- French release poster
- Directed by: Abel Ferrara
- Written by: Abel Ferrara Chris Zois
- Produced by: Adam Folk
- Starring: Gérard Depardieu Jacqueline Bisset
- Cinematography: Ken Kelsch
- Edited by: Anthony Redman
- Production company: Wild Bunch
- Distributed by: Wild Bunch Distribution (France) IFC Films (United States)
- Release date: 17 May 2014 (Cannes);
- Running time: 125 minutes
- Countries: France United States
- Languages: English French

= Welcome to New York (2014 film) =

2014 film by Abel Ferrara

Welcome to New York is a 2014 crime drama film co-written and directed by Abel Ferrara. Inspired by the Dominique Strauss-Kahn affair when the French politician was accused of sexually assaulting a hotel maid, the film was released on 17 May 2014 by VOD on the Internet as the film failed to secure a place on the Official Selection at the 2014 Cannes Film Festival (where it was given a special market screening), nor was it picked up for theatrical distribution in France.

According to Vincent Maraval, one of the producers, the film faced a boycott by the French media.

==Synopsis==
The film tells the story of a powerful man, a possible candidate for the Presidency of France, who lives a life of debauchery and is arrested after being accused of raping a maid at his hotel.

==Cast==
- Gérard Depardieu as George Devereaux
- Jacqueline Bisset as Simone Devereaux
- Marie Mouté as Sophie Devereaux
- Drena De Niro as Executive Assistant
- Amy Ferguson as Renee
- Paul Calderón as Pierre
- Ronald Guttman as Roullot
- Paul Hipp as Guy
- Anna Lakomy as Anna
- Natasha Romanova as Russian Yelena
- Aurelie Claudel as Air France VIP Escort
- John Patrick Barry as Port Authority Chief
- Anh Duong as Livia
- Kathryn Lillecrapp as Bebe
- Jim Heaphy as Detective Fitzgerald

==Reception and lawsuit==
On the review aggregator website Rotten Tomatoes, the film holds an approval rating of 77% based on 56 reviews. The website's critical consensus reads, "Led by a fearless performance from Gerard Depardieu, Welcome to New York is director Abel Ferrara at his most repulsive -- and most compulsively watchable."

Following its release - to mixed reviews varying from high praise to outright disgust - Strauss-Kahn said he would sue for slander. His lawyer also complained that the film's portrayal of Strauss-Kahn's then-wife, Anne Sinclair, was anti-Semitic. The film suggests Mrs. Deveraux's family profited from World War II. In fact, Sinclair's real family were French Jews who fled the country and had their property confiscated when Germany invaded. Sinclair echoed the criticism, but declined to press charges.

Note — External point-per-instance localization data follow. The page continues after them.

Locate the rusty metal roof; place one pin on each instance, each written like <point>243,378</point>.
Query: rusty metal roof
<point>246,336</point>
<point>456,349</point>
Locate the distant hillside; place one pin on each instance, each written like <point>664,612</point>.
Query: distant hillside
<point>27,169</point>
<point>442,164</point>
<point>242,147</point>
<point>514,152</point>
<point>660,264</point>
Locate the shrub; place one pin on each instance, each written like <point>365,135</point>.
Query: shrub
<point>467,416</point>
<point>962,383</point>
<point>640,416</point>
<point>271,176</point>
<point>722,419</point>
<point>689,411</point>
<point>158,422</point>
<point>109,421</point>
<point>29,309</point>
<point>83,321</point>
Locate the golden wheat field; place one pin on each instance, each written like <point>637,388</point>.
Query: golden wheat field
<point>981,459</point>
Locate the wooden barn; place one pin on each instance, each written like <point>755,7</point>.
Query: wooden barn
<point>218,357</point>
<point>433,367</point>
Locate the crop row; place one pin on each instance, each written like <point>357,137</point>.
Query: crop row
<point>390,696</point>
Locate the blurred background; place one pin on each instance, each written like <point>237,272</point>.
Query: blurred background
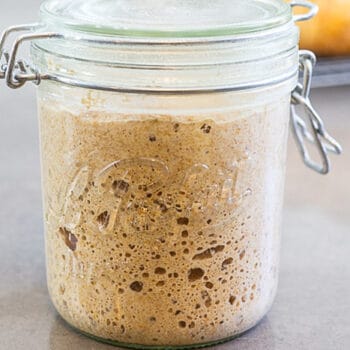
<point>312,308</point>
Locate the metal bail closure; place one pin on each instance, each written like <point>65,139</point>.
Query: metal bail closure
<point>16,71</point>
<point>318,135</point>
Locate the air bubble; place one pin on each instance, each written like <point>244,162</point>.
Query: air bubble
<point>232,299</point>
<point>160,271</point>
<point>182,324</point>
<point>136,286</point>
<point>183,221</point>
<point>209,285</point>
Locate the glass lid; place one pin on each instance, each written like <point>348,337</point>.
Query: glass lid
<point>166,18</point>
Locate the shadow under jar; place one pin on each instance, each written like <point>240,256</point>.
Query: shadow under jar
<point>163,140</point>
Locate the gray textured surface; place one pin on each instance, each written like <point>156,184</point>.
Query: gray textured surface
<point>312,308</point>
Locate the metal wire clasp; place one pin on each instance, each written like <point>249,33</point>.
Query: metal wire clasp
<point>16,71</point>
<point>318,135</point>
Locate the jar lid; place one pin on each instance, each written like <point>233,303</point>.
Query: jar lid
<point>166,18</point>
<point>167,45</point>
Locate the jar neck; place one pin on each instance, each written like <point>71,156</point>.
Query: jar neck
<point>239,63</point>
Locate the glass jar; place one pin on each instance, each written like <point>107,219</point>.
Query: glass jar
<point>163,140</point>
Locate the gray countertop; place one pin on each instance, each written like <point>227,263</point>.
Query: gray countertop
<point>312,307</point>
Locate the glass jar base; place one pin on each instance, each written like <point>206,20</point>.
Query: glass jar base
<point>158,347</point>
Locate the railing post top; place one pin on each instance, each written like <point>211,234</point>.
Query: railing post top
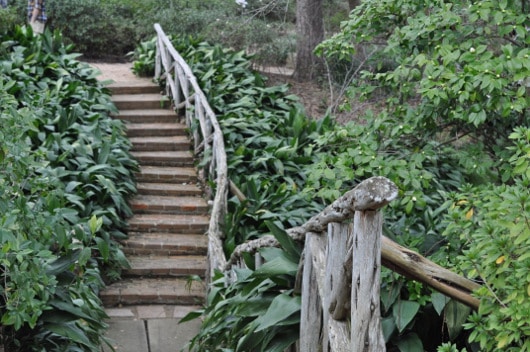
<point>373,193</point>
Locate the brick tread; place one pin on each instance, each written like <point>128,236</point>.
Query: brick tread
<point>166,265</point>
<point>164,158</point>
<point>174,223</point>
<point>167,174</point>
<point>134,87</point>
<point>168,205</point>
<point>155,129</point>
<point>147,115</point>
<point>160,143</point>
<point>152,291</point>
<point>169,189</point>
<point>165,244</point>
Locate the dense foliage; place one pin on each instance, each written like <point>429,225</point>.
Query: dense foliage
<point>65,176</point>
<point>429,140</point>
<point>449,81</point>
<point>109,29</point>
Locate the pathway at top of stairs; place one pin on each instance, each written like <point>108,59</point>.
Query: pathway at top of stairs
<point>167,243</point>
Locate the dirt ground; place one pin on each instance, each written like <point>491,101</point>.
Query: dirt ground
<point>312,96</point>
<point>114,71</point>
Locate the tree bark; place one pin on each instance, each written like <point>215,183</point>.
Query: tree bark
<point>310,30</point>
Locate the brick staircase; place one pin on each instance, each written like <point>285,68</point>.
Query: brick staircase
<point>167,242</point>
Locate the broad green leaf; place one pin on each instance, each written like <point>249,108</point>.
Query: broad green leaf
<point>70,331</point>
<point>281,308</point>
<point>285,240</point>
<point>439,301</point>
<point>278,266</point>
<point>63,263</point>
<point>410,343</point>
<point>456,315</point>
<point>404,312</point>
<point>389,326</point>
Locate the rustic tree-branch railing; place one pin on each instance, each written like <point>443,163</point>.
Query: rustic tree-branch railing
<point>344,246</point>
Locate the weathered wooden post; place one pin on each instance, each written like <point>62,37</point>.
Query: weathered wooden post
<point>366,332</point>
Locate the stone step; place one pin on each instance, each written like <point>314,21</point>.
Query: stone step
<point>162,143</point>
<point>194,224</point>
<point>142,204</point>
<point>164,266</point>
<point>147,116</point>
<point>161,174</point>
<point>140,86</point>
<point>164,158</point>
<point>142,243</point>
<point>140,101</point>
<point>156,129</point>
<point>169,189</point>
<point>150,311</point>
<point>134,291</point>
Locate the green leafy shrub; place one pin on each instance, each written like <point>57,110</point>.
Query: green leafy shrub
<point>262,314</point>
<point>66,175</point>
<point>493,225</point>
<point>448,84</point>
<point>97,28</point>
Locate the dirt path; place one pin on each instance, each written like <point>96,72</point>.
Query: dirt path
<point>115,71</point>
<point>311,95</point>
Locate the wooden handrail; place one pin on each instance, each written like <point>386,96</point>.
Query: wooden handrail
<point>185,92</point>
<point>331,285</point>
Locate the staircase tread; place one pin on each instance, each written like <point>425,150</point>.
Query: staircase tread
<point>160,139</point>
<point>156,126</point>
<point>168,187</point>
<point>169,204</point>
<point>127,112</point>
<point>180,265</point>
<point>138,97</point>
<point>170,244</point>
<point>169,218</point>
<point>168,169</point>
<point>170,239</point>
<point>164,154</point>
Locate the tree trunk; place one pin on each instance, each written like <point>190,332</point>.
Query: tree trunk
<point>310,29</point>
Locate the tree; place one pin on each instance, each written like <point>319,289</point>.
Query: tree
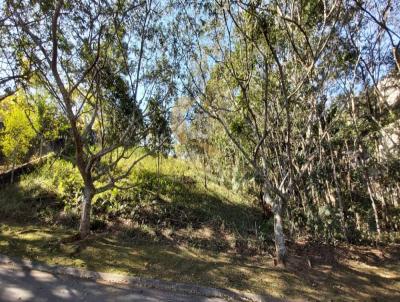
<point>94,59</point>
<point>159,132</point>
<point>17,136</point>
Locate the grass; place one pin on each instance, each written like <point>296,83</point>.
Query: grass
<point>351,280</point>
<point>187,233</point>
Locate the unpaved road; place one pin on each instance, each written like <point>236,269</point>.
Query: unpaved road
<point>22,284</point>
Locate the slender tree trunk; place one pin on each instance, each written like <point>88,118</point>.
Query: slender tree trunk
<point>280,246</point>
<point>84,227</point>
<point>373,204</point>
<point>12,172</point>
<point>158,174</point>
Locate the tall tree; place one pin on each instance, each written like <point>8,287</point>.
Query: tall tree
<point>95,59</point>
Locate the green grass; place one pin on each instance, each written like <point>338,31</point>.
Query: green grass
<point>211,236</point>
<point>171,261</point>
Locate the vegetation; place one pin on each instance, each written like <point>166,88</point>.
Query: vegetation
<point>256,124</point>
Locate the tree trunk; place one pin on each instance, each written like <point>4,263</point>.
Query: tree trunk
<point>84,227</point>
<point>12,172</point>
<point>280,246</point>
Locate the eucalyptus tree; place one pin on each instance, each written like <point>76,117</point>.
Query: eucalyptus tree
<point>97,60</point>
<point>250,66</point>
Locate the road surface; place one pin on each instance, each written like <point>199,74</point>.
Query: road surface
<point>23,284</point>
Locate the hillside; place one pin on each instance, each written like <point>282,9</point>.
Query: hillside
<point>188,233</point>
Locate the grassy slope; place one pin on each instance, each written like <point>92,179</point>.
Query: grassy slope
<point>189,235</point>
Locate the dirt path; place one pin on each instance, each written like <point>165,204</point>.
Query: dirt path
<point>22,284</point>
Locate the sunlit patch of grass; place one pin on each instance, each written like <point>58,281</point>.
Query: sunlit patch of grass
<point>107,253</point>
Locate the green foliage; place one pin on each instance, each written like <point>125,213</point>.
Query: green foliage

Ferrara, in a series of interviews with Indiewire, The Hollywood Reporter and other publications between September 2014 and March 2015, claimed that his distributor, Vincent Maraval of Wild Bunch, sold an unauthorized R-rated version of the film to IFC Films, for distribution in the US; the R-rated cut had already been released on Blu-ray and VOD in various European countries. Maraval subsequently responded that Ferrara had agreed on the R-rated cut to receive more financing for the film and had also contractually consented to lose final cut of the R-rated version if he did not deliver one by a certain date. Ferrara then stated his intent to send a cease-and-desist letter to Maraval and IFC, which issued its own statement also claiming that it had given Ferrara the chance to deliver his own R-rated cut for theatrical showings in the US, which he declined to do. As of March 27, the R-rated cut has only been shown at one American theater - the Roxie in San Francisco - though it is available in the US on VOD, and IFC has stated it intends to show it at additional theaters.